RADARCIREBON.TV – Spesies monyet baru ditemukan di Kongo setelah para peneliti berhasil mengidentifikasi primata yang sebelumnya belum pernah tercatat dalam dunia ilmiah. Penemuan ini berasal dari hutan hujan di Republik Demokratik Kongo dan menjadi salah satu temuan penting dalam bidang konservasi satwa liar.
Spesies tersebut diberi nama Likweli, mengikuti sebutan yang telah lama digunakan masyarakat setempat.
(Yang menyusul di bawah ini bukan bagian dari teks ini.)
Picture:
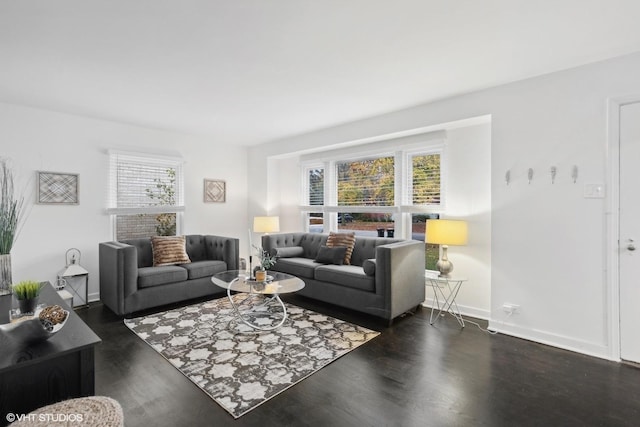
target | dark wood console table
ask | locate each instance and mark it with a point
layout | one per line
(35, 375)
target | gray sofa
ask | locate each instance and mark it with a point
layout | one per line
(385, 278)
(129, 282)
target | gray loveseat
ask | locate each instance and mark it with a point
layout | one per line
(129, 282)
(385, 278)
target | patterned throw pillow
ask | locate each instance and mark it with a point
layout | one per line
(327, 255)
(169, 250)
(347, 240)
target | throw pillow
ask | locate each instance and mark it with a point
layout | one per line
(169, 250)
(348, 240)
(288, 252)
(369, 267)
(328, 255)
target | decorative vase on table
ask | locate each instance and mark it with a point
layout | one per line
(5, 274)
(27, 293)
(28, 305)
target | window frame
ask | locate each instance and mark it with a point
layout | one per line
(113, 210)
(403, 207)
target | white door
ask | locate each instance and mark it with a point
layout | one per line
(629, 238)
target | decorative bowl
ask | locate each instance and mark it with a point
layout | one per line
(44, 323)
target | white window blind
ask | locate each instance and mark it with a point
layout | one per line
(144, 184)
(315, 185)
(425, 179)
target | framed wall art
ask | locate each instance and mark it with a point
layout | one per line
(57, 188)
(215, 191)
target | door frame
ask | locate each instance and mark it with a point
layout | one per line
(612, 218)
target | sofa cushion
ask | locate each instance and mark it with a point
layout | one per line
(155, 276)
(287, 252)
(300, 267)
(327, 255)
(196, 247)
(169, 250)
(347, 240)
(350, 276)
(369, 267)
(198, 269)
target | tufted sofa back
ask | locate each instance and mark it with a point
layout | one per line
(199, 248)
(365, 247)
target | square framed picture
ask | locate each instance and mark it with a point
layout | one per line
(215, 191)
(57, 188)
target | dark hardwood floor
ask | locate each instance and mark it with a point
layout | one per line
(413, 374)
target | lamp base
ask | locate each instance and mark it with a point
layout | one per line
(444, 266)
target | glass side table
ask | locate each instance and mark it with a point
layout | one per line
(445, 291)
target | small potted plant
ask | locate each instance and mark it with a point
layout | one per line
(266, 262)
(27, 293)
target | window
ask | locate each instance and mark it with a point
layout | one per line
(315, 180)
(368, 182)
(425, 179)
(314, 183)
(146, 195)
(375, 194)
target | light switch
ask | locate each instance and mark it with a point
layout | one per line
(594, 191)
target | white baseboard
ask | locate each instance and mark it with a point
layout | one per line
(464, 310)
(564, 342)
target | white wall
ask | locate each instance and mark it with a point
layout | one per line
(547, 241)
(42, 140)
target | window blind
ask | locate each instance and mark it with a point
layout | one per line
(425, 179)
(144, 184)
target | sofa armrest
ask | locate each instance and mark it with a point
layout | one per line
(225, 249)
(400, 275)
(118, 274)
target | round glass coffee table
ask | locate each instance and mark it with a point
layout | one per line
(258, 300)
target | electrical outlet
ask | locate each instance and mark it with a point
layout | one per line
(510, 308)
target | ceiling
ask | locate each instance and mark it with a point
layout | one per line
(251, 71)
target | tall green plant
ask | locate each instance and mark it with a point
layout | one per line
(10, 208)
(27, 289)
(165, 195)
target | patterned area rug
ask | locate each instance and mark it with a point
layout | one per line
(241, 368)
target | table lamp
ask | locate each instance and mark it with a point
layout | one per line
(266, 224)
(446, 232)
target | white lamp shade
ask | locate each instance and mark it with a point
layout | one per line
(446, 232)
(266, 224)
(72, 270)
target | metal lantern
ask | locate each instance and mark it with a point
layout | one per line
(71, 276)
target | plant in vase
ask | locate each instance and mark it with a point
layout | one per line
(27, 293)
(10, 212)
(266, 262)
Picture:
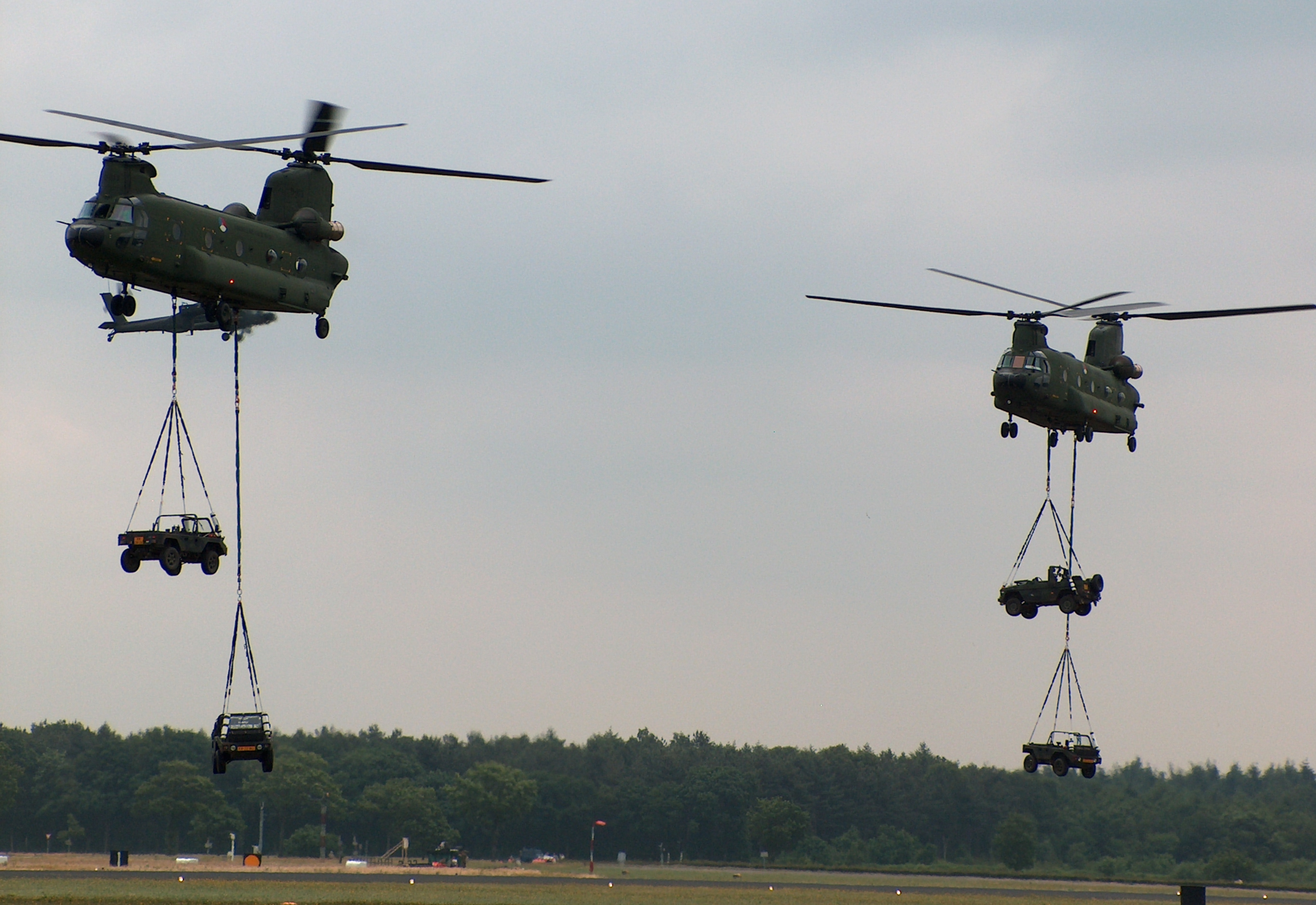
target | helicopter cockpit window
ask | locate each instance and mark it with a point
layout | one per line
(123, 212)
(1038, 364)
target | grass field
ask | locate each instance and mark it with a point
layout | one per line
(295, 882)
(273, 892)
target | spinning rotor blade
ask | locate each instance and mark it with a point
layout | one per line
(1109, 310)
(1050, 302)
(310, 136)
(971, 279)
(47, 142)
(1223, 312)
(130, 125)
(935, 311)
(198, 142)
(428, 171)
(323, 117)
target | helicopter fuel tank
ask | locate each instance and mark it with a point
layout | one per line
(295, 187)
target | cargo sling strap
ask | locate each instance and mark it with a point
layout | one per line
(174, 433)
(240, 616)
(1064, 683)
(1067, 538)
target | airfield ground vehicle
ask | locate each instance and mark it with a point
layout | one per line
(241, 737)
(176, 540)
(1072, 594)
(451, 856)
(1064, 750)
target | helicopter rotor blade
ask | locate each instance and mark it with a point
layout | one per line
(1109, 310)
(935, 311)
(1222, 312)
(198, 142)
(310, 136)
(324, 117)
(1003, 289)
(131, 125)
(428, 171)
(47, 142)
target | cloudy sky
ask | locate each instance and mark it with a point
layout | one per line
(581, 455)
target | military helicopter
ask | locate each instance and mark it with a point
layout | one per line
(277, 260)
(1056, 390)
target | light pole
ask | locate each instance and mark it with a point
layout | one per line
(592, 842)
Temuan ini dipublikasikan dalam jurnal ilmiah PLOS melalui penelitian berjudul Likweli: A Remarkable New Species of Colobus Monkey from the Lomami National Park, Democratic Republic of Congo.
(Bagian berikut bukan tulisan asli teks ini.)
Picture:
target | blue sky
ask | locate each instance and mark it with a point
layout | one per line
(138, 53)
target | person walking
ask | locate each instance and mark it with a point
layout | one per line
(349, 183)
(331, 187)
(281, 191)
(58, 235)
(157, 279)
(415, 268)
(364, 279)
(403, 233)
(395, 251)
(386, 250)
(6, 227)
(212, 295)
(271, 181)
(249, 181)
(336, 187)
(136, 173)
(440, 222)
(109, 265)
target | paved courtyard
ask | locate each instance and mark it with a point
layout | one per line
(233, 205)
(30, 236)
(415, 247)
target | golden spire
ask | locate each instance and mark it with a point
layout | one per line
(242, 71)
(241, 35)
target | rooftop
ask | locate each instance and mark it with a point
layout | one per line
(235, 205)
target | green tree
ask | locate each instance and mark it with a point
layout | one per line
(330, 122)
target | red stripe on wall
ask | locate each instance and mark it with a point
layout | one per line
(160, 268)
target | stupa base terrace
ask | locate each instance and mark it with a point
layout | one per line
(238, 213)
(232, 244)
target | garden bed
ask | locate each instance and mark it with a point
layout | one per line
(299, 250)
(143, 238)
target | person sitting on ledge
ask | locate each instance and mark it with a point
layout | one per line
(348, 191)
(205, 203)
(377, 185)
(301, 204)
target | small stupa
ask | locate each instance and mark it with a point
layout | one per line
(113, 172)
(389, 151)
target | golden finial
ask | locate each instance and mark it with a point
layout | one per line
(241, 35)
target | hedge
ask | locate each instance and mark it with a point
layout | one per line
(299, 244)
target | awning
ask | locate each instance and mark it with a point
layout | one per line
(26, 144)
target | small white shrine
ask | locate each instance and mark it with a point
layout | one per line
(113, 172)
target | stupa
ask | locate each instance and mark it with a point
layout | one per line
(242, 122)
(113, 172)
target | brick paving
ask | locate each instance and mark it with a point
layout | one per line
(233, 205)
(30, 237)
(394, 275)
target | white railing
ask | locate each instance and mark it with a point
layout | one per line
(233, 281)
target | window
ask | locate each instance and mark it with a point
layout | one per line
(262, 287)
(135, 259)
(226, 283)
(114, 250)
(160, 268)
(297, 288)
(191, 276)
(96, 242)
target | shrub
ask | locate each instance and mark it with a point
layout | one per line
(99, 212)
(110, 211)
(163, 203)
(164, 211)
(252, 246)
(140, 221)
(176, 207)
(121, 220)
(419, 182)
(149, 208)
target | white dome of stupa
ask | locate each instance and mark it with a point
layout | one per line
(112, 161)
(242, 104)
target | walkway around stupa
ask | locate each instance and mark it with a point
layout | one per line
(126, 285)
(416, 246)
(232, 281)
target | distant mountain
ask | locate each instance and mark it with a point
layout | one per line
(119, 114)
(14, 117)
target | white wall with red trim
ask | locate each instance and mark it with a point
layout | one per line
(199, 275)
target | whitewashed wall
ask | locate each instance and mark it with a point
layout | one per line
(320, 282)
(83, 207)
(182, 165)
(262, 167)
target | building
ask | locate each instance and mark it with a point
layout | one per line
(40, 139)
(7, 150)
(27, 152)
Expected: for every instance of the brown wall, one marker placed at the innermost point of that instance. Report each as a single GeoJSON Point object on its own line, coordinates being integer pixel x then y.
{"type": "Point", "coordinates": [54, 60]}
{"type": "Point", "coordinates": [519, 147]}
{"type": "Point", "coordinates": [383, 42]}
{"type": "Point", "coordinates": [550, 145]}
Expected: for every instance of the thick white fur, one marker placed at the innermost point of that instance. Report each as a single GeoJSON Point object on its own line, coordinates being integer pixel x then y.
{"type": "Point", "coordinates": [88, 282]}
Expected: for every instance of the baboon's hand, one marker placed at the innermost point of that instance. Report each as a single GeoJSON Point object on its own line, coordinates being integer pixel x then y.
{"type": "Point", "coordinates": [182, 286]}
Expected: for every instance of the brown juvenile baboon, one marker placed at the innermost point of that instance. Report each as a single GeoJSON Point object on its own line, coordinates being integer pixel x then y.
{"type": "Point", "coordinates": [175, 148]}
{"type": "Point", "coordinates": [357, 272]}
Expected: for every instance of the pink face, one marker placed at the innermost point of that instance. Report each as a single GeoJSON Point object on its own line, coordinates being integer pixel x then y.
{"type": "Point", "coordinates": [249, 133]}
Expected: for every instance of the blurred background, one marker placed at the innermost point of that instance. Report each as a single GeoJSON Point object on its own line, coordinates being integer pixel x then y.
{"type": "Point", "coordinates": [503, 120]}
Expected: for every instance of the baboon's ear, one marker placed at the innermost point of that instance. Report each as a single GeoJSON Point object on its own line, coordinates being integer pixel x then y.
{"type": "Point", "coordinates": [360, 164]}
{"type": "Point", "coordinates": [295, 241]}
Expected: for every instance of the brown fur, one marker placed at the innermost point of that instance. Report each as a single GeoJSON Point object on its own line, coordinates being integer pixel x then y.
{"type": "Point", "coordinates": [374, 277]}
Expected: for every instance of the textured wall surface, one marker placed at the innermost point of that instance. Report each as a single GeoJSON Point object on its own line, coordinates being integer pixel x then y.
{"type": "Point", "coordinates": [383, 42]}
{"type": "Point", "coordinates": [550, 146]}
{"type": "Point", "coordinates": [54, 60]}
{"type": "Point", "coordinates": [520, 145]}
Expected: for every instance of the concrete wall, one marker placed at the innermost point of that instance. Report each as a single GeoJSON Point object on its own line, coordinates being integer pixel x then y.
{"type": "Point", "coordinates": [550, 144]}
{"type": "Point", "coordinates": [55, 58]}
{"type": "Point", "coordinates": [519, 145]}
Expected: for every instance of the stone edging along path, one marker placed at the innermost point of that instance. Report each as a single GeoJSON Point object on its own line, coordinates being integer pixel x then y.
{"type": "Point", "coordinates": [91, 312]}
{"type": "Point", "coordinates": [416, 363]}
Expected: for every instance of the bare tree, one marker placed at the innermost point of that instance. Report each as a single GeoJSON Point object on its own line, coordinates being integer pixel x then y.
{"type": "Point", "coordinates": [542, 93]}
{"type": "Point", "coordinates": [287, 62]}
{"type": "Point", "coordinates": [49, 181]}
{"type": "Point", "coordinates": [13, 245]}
Likweli tercatat sebagai spesies monyet Afrika baru kelima yang berhasil diidentifikasi dalam kurun waktu 75 tahun terakhir.
Baca Juga:Jangan Langsung Beraktivitas, Ini Manfaat Peregangan Setelah Bangun Tidur dan Cara MelakukannyaPulau Dari Masa Lalu, Tempat Evolusi Berhenti, 90% Satwa di Sini Tak Ada di Tempat Lain!
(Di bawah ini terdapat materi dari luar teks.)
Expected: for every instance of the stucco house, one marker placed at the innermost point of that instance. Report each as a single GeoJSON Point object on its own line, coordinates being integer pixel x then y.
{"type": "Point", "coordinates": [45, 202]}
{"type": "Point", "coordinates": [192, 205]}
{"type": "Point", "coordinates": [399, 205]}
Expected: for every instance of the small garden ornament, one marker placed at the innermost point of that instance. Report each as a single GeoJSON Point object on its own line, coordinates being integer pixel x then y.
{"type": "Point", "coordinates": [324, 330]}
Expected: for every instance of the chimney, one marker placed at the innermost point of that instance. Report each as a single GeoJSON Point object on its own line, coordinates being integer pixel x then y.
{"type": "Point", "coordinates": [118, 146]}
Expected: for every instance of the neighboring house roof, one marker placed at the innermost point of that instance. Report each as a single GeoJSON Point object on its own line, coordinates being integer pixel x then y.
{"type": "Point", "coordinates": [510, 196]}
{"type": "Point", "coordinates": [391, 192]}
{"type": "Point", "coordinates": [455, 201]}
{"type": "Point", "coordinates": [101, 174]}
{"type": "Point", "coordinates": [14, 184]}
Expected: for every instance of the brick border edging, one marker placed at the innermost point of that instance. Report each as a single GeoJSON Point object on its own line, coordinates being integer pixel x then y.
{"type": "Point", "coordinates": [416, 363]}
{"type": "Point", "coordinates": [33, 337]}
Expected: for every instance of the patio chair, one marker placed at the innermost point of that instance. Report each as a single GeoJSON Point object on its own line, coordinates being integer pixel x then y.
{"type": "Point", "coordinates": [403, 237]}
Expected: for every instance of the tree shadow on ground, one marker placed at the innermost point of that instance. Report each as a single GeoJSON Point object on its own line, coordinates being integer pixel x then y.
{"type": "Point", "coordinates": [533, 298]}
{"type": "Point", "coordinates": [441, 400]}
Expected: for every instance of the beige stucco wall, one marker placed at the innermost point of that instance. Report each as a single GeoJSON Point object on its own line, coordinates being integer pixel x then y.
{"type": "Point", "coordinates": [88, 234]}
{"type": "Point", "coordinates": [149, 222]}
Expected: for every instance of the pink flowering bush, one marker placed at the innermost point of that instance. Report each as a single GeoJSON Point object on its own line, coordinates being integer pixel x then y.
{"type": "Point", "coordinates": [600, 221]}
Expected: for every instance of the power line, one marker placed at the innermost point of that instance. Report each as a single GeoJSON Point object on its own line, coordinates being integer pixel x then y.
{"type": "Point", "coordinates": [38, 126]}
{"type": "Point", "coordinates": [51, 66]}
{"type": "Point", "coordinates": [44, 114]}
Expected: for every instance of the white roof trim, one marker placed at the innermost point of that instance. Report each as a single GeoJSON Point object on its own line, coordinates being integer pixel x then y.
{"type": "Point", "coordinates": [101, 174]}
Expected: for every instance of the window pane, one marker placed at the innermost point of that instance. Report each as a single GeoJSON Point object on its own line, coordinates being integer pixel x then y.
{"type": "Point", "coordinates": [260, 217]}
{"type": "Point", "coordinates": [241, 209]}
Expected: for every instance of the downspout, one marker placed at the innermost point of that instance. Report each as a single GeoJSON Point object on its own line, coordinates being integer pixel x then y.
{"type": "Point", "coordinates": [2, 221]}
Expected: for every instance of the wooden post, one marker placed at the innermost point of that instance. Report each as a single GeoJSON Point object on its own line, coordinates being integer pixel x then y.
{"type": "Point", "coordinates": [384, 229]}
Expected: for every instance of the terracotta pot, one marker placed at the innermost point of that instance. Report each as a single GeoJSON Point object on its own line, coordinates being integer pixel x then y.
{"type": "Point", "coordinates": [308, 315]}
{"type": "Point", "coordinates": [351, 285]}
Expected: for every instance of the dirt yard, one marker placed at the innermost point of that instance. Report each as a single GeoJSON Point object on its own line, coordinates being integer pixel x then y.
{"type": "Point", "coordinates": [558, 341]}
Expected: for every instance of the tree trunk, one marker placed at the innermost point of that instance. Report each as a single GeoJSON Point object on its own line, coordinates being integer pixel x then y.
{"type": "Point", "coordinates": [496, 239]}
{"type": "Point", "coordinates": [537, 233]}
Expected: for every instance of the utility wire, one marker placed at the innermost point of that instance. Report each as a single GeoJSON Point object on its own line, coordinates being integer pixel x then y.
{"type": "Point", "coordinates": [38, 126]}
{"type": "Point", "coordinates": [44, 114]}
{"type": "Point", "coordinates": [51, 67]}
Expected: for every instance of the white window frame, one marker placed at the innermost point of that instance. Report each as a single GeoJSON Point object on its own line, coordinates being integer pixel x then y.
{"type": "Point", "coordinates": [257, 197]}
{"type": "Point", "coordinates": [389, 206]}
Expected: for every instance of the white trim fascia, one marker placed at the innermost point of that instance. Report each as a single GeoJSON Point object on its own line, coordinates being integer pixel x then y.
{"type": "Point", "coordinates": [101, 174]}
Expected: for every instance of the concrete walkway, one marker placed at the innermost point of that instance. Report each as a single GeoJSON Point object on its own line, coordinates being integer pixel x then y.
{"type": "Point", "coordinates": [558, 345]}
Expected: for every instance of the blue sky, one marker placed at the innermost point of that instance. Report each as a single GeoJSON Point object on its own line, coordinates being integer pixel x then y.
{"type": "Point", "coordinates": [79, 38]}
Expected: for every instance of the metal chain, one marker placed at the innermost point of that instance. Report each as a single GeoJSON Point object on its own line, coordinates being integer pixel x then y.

Ciri Fisik Spesies Monyet Baru Likweli
Salah satu hal yang membuat Likweli mudah dikenali adalah penampilannya yang berbeda dibandingkan spesies kolobus lainnya.
Memiliki Bibir Oranye dan Bulu Hitam
Monyet ini memiliki sejumlah karakteristik khas, antara lain:
- Bulu hitam tebal dan tampak berjambul
- Kulit berwarna oranye krem di sekitar mulut sehingga tampak seperti memiliki bibir oranye
- Bercak putih pada bagian pinggul
- Berat tubuh sekitar 7 kilogram
- Panjang tubuh dari hidung hingga ujung ekor mencapai sekitar 1,2 meter
Selain penampilannya yang mencolok, Likweli juga memiliki suara yang tidak biasa. Aumannya terdengar menggelegar dan disebut menyerupai suara katak maupun dengkuran babi.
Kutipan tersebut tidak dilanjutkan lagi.